Presented By: Department Colloquia
Department Colloquium | The Bootstrap Program for the Strong Force
Leonardo Rastelli (SUNY Stonybrook)
In the 1960s, the dominant approach to the strong interaction was the S-matrix bootstrap: the idea that the hadronic spectrum and scattering amplitudes could be determined from the general principles of causality and unitarity. This program culminated in the Veneziano amplitude which gave birth to string theory, but was abandoned as an approach to the strong force after the identification of Quantum Chromodynamics (QCD) as the microscopic theory of hadron physics. Yet QCD at low energies remains largely unsolved. I will describe how modern bootstrap methods, powered new theoretical insights and computational techniques, allow us to revisit this classic program with unprecedented rigor.
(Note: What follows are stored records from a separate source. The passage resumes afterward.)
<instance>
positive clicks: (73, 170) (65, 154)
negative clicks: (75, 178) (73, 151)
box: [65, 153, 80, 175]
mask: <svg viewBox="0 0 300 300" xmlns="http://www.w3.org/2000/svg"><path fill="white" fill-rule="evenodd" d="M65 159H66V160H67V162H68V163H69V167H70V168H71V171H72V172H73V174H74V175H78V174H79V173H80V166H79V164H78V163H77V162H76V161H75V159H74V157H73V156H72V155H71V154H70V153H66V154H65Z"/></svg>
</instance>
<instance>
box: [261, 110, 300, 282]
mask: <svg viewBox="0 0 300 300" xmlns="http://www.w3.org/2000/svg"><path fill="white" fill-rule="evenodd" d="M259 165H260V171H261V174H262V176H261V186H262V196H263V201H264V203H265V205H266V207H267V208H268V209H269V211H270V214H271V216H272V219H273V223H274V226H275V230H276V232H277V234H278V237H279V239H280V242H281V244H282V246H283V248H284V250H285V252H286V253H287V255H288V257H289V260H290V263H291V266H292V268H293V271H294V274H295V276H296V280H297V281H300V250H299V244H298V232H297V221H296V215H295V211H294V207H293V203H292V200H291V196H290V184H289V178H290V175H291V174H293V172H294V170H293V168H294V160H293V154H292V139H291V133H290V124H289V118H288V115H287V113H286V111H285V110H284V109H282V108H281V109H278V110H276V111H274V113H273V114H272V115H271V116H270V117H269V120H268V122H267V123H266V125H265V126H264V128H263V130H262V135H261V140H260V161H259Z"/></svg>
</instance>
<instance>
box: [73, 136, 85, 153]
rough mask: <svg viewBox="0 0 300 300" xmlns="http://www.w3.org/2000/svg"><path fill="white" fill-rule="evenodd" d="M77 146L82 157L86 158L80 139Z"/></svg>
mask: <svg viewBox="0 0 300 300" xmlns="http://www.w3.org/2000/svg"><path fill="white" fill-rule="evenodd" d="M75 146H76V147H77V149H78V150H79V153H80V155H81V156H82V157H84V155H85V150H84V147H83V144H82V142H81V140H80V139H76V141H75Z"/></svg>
Consistency of pion scattering — with minimal assumptions about the lightest resonances — leads to the emergence of Regge trajectories from the bootstrap bounds. The bootstrap approach becomes particularly sharp in the limit of a large number of colors. The low-lying spectrum of the extremal solutions shows a tantalizing, and still somewhat mysterious, quantitative proximity to the real-world meson masses. I will discuss what we are learning from these results and outline open questions on the path toward a bootstrap solution of large N QCD.